Reputation: 8941
I am trying to organize my code a bit but having issues with undefined superclasses. I'm hoping it's just a load path problem, but I can't figure it out. I am running this with:
coffee rooms.coffee
rooms.coffee
Room = require('./rooms/room')
module.exports = class Rooms extends Object
constructor: ->
@
rooms/room.coffee
module.exports = class Room
@Active: require('./active')
constructor: (@id) ->
@users = {}
rooms/active.coffee
Room = require('./room')
console.log Room #=> {}
module.exports = class Active extends Room
constructor: (@id) ->
@type = "Active"
super
And if I try to do new Active
, I get the following error:
TypeError: Cannot read property 'constructor' of undefined
Active
's super
is listed as undefined
:
[Function: Active] __super__: undefined
Why Room
undefined? (or rather, just an empty Object?)
Update
This was caused by a circular dependency as many people below pointed out. I ended up just putting the subclass definitions right inside of the baseclass definition, rather than try to keep them in separate files. Something like this:
class Room
constructor: ->
# ...
class @Active extends Room
constructor: ->
# ...
class @Inactive extends Room
constructor: ->
# ...
active = new Room.Active
inactive = new Room.Inactive
Upvotes: 3
Views: 1055
Reputation: 20315
@Active: require('./active')
remove this, or move this somewhere else. You have a circular dependency. When you define room.coffee
, you're telling it to require active.coffee
before it can finish defining Room
, and active.coffee
requires Room
, so Room
will be undefined
when active.coffee
is required.
You should be able to just add a Room::Active = require('./active')

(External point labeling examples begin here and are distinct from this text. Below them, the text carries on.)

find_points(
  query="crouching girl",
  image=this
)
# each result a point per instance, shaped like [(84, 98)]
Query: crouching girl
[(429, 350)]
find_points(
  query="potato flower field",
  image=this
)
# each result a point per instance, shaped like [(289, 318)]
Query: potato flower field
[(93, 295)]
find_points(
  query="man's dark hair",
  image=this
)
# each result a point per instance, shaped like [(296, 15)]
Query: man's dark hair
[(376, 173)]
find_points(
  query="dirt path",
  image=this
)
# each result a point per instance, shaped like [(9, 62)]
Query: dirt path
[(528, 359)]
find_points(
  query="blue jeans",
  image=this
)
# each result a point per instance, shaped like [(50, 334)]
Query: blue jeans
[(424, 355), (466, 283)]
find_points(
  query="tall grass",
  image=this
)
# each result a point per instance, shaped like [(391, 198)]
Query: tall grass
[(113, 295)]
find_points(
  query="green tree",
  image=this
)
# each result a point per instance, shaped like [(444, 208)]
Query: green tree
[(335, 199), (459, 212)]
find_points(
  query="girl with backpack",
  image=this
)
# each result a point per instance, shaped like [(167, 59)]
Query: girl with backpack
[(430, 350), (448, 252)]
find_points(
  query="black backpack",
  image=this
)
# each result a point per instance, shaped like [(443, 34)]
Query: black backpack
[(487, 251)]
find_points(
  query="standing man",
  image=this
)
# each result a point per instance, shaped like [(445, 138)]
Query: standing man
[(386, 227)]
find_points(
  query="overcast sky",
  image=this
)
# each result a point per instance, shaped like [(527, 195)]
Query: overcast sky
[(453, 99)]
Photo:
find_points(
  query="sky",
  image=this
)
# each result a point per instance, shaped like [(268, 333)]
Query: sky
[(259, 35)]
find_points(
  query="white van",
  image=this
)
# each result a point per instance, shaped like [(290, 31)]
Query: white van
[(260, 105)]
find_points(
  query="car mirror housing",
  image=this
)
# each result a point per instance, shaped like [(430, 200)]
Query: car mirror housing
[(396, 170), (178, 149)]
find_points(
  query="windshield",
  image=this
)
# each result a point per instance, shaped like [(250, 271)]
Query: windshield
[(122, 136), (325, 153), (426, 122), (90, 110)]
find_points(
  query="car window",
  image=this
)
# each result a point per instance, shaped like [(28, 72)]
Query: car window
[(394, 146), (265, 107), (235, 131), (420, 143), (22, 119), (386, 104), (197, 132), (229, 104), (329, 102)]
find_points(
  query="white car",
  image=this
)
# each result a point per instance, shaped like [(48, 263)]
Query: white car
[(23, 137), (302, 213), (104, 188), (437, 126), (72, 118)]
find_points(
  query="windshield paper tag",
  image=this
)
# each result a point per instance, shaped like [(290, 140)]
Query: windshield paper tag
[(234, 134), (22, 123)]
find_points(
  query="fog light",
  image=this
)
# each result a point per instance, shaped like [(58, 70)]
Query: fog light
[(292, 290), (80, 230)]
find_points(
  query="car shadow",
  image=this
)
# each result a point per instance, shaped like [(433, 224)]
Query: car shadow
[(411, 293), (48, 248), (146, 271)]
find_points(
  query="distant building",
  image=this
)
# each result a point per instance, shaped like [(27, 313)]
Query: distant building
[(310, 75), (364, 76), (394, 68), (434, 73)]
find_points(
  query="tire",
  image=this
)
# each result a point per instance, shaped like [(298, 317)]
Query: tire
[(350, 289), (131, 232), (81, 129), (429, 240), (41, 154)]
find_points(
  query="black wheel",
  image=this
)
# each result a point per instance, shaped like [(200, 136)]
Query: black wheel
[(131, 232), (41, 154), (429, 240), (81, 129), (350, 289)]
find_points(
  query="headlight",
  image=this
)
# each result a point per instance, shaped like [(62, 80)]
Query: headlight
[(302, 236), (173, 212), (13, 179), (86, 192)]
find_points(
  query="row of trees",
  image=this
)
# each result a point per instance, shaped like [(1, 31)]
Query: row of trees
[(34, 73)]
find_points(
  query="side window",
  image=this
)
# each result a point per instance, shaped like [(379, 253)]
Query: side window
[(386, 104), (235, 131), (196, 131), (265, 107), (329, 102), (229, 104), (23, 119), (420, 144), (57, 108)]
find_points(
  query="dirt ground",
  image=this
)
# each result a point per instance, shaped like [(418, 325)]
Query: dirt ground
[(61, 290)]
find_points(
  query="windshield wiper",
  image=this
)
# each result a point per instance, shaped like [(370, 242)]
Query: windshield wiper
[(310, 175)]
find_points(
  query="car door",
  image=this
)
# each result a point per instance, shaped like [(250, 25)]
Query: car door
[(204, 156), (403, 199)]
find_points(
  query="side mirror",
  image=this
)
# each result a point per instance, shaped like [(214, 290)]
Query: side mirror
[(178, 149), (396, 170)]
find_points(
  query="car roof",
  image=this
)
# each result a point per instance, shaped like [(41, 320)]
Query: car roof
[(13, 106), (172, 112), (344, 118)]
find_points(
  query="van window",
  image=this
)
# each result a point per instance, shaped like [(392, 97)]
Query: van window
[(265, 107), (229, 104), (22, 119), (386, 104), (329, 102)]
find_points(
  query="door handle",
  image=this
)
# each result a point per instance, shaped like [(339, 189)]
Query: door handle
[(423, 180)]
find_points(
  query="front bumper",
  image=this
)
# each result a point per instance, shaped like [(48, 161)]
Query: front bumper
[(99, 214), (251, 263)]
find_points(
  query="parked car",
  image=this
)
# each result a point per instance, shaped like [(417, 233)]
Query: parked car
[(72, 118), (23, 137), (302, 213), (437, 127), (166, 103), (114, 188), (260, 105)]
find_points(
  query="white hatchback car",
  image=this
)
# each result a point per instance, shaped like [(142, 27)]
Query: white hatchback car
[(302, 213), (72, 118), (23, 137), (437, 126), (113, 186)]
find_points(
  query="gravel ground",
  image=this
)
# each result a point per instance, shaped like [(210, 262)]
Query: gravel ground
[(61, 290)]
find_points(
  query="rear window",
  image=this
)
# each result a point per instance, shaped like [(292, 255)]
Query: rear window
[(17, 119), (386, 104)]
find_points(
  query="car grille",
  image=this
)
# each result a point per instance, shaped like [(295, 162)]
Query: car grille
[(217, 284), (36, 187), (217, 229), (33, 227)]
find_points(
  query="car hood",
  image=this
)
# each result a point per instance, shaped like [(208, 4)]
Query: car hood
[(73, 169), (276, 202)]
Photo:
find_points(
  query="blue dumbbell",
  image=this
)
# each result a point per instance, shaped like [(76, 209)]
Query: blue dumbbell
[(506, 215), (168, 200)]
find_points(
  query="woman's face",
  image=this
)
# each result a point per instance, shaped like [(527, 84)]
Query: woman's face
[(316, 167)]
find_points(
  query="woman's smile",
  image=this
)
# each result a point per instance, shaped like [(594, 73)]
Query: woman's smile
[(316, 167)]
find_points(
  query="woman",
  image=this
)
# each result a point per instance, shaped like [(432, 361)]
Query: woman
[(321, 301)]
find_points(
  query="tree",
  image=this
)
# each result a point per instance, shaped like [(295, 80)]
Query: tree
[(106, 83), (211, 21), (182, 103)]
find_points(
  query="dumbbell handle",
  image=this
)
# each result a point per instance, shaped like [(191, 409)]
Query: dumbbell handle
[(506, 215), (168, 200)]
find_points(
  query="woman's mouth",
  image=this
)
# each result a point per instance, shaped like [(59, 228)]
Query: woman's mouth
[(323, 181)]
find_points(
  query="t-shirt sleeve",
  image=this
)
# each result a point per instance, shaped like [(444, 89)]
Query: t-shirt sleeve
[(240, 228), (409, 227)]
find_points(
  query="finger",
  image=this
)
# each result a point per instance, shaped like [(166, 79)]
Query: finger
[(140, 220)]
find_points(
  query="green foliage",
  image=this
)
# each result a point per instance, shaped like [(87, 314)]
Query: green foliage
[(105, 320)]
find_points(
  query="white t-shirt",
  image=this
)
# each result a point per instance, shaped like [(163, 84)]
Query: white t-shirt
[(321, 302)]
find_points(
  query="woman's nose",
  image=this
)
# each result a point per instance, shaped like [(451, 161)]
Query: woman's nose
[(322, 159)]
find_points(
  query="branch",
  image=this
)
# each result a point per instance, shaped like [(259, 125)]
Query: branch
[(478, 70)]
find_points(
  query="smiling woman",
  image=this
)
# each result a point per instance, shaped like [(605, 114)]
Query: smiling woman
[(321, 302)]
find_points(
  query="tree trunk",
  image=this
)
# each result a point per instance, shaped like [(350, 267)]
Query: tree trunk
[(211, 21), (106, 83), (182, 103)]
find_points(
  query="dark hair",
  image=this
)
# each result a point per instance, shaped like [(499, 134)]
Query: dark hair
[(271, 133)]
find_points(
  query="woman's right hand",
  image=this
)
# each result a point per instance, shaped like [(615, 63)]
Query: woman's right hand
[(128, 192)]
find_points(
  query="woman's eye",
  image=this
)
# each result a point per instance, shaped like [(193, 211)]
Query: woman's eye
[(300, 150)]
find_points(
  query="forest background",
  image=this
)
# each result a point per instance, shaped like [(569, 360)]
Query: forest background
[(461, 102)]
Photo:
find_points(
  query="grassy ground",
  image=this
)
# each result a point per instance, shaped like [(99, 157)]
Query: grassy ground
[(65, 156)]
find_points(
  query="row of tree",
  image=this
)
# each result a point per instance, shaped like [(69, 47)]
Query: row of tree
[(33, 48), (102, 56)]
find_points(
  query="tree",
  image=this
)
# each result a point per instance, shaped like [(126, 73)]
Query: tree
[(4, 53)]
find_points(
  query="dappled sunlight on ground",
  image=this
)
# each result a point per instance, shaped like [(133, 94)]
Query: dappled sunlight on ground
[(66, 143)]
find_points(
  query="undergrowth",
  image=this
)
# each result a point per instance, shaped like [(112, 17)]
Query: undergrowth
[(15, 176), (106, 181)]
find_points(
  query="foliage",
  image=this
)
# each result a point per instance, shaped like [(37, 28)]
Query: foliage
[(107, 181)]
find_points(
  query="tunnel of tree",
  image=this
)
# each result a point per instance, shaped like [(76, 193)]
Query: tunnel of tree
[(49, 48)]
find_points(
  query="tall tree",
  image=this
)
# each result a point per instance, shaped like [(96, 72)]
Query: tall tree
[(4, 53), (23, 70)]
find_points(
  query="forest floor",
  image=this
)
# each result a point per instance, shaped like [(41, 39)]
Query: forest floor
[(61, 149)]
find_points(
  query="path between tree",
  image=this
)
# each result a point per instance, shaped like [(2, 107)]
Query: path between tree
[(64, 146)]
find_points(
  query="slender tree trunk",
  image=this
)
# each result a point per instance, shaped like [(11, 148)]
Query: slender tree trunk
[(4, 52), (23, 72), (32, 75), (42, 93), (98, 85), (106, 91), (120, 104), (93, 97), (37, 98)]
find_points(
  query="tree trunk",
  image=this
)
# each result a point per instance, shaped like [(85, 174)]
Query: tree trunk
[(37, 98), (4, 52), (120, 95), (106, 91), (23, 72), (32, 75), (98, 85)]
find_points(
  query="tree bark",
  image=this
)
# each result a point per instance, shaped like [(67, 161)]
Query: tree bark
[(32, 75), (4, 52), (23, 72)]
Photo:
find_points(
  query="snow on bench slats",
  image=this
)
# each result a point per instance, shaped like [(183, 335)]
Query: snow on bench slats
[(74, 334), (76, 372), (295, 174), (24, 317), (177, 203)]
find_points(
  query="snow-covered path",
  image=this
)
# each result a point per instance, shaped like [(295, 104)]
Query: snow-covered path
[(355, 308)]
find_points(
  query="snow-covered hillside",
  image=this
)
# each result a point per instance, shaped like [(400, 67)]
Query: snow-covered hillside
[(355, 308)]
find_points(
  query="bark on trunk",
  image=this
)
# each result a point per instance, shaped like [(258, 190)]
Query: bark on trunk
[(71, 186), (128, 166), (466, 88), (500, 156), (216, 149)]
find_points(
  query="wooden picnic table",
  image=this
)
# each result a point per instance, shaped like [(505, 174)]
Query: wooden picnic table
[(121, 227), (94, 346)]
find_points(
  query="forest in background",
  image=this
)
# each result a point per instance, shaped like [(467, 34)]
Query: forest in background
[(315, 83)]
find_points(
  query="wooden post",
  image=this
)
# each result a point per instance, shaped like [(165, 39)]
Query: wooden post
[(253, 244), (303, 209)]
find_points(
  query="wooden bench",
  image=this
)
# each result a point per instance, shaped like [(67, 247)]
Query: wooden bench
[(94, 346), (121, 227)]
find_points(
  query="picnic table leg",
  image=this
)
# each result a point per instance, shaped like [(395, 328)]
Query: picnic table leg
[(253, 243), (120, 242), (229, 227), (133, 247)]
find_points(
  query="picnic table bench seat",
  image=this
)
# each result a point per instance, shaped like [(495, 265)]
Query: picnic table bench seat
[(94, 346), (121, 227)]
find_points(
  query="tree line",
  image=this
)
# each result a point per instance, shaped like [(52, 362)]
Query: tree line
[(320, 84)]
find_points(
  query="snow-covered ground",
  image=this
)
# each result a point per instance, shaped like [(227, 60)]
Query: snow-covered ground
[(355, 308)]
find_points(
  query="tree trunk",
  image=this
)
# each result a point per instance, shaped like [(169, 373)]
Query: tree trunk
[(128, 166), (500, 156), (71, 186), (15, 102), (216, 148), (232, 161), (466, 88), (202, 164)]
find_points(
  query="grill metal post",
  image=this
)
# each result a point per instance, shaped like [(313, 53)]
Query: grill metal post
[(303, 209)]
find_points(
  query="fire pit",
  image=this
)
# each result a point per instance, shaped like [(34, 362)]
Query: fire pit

at the end, but then I ask why you even need this in the first place o.O
Upvotes: 0
Reputation: 64312
This is a case where simplifying the code down to its most primitive parts (while still seeing errors) is illuminating. If we remove the requires and strip out most of the code, we can get a structure like this:
class Room
@foo = "bar"
class Active extends Room
console.log Room.foo
which prints: bar
as expected.
So now lets try getting a little closer to the original example:
class Room
@foo = Active
class Active extends Room
console.log Room.foo
This prints undefined
because Active
was not defined when Room.foo was defined.
Finally, let's look at the case were the definitions are reversed:
class Active extends Room
class Room
@foo = Active
console.log Room.foo
This throws an error because it isn't possible to extend undefined
.
The last two cases represent changing the require order in your original example. Having the definition of a base class depend on its subclass should cause your OOP alarm bells to start ringing! :)
There may be a way to change the definitions slightly to make this work, but code with these kinds of mutual dependencies tends to be unmaintainable at best. I'd recommend figuring out a way to completely decouple the classes.
Upvotes: 2
Reputation: 5515
I can't be sure about this but I may have had a similar problem - it might be to do with the fact that the file room/active.coffee is before room/room.coffee alphabetically, so when active.coffee file is loaded the Active
class is first looked at, room.coffee and Room
haven't been yet, so the superclass can't be found.
I got around this by using the -j
operator at compile time, so while your .coffee files are nice and organised, they compile into a single .js file, which has other advantages as well.